Vincent Lambert : les experts confirment son "état végétatif chronique irréversible"

Santé
DirectLCI
FIN DE VIE - Les experts ont annoncé dans un rapport datant du 18 novembre que l'état végétatif chronique de Vincent Lambert est "irréversible". De nouveaux éléments qui pourraient faire avancer la bataille judiciaire qui déchire sa famille depuis plusieurs années. La validité de l'arrêt des soins voulu par le CHU de Reims sera examinée le 19 décembre par le tribunal administratif.

Vincent Lambert ne va pas mieux : les experts mandatés par la justice confirment que son "état végétatif chronique irréversible" ne lui laisse plus "d'accès possible à la conscience". Cette conclusion pourrait faire basculer la bataille judiciaire autour d'un  éventuel arrêt des soins. A 42 ans, dont dix passés sur un lit d'hôpital après un accident de voiture en 2008, Vincent Lambert est bel et bien dans "un état végétatif chronique irréversible", écrivent ces trois experts dans leur rapport datant du 18 novembre.


Nommés par le tribunal administratif de Châlons-en-Champagne, ils étaient chargés de se prononcer sur l'état du patient et son évolution depuis 2014,  date de la dernière expertise officielle. Un préalable requis avant l'éventuel  déclenchement d'une procédure d'arrêt des soins, demandée depuis le 9 avril par le CHU de Reims où le patient est hospitalisé. "Vincent Lambert est dans un état d'incapacité fonctionelle psycho-motrice totale en 2018 comparable cliniquement à celui enregistré en 2014", ont-ils tranché, en ajoutant que "des éléments minimes d'aggravation ont été enregistrés".

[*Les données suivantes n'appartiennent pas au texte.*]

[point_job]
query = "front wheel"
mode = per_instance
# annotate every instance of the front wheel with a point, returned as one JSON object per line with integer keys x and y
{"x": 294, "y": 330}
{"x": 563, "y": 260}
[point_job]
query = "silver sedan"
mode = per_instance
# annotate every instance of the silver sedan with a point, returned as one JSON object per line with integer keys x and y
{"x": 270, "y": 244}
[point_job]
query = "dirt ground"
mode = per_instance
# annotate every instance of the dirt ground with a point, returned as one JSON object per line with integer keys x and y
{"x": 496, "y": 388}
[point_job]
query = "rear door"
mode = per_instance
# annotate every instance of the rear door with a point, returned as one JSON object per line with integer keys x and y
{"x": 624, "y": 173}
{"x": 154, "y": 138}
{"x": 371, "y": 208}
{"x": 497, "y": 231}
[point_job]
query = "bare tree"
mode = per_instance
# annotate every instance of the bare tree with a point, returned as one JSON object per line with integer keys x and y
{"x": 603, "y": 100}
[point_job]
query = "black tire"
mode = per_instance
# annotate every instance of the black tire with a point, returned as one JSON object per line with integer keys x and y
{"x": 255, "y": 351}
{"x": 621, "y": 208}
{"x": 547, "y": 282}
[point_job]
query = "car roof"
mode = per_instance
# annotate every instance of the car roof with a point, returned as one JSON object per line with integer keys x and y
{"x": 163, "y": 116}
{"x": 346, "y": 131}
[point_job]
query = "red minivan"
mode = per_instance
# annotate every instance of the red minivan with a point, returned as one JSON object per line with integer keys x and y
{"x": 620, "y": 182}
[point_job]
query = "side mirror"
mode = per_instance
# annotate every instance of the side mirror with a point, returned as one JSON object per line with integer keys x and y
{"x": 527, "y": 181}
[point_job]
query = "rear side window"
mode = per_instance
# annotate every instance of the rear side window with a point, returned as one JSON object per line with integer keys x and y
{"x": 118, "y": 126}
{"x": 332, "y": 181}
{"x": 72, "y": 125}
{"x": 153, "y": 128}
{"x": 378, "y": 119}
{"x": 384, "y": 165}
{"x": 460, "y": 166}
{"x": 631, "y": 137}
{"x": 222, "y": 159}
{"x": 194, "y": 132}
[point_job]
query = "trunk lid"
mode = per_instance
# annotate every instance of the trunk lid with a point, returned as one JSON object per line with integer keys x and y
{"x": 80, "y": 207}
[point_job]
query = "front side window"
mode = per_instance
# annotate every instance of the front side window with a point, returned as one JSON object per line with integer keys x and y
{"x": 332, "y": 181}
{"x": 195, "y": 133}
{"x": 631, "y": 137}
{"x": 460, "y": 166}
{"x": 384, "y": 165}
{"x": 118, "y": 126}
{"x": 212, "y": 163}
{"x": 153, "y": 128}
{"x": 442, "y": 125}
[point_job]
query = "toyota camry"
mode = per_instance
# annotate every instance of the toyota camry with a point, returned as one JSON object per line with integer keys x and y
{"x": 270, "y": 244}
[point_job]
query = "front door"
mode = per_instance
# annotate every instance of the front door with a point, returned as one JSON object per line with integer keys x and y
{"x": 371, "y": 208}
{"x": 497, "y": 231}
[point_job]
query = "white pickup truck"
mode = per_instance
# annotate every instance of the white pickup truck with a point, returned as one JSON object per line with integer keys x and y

Le sort de Vincent Lambert sera examiné par le tribunal administratif de Châlons-en-Champagne mercredi 19 décembre à 14 heures, a annoncé jeudi à l'AFP François Lambert, neveu du patient, une date confirmée par une source proche du dossier. Les juges devront se prononcer sur la validité ou non d'un éventuel arrêt des soins, voulu par le CHU de Reims.

En 2013, une tentative d'arrêt des soins avortée

Père de famille, ancien infirmier psychiatrique, Vincent Lambert été examiné à deux reprises, à 16 heures d'intervalle, le 7 septembre au soir et lendemain matin, en présence des médecins conseils des différentes parties, qui se déchirent sur le sort du patient. Car au coeur de ce drame familial se joue une guerre de tranchées entre les  proches de Vincent Lambert, chacun restant campé sur ses positions depuis la  première tentative, avortée, d'arrêt des soins, en 2013.  Cette expertise avait été demandée par les parents Lambert, catholiques proches des milieux intégristes, et une partie de sa fratrie, qui considèrent que Vincent est "handicapé" mais a fait "des progrès".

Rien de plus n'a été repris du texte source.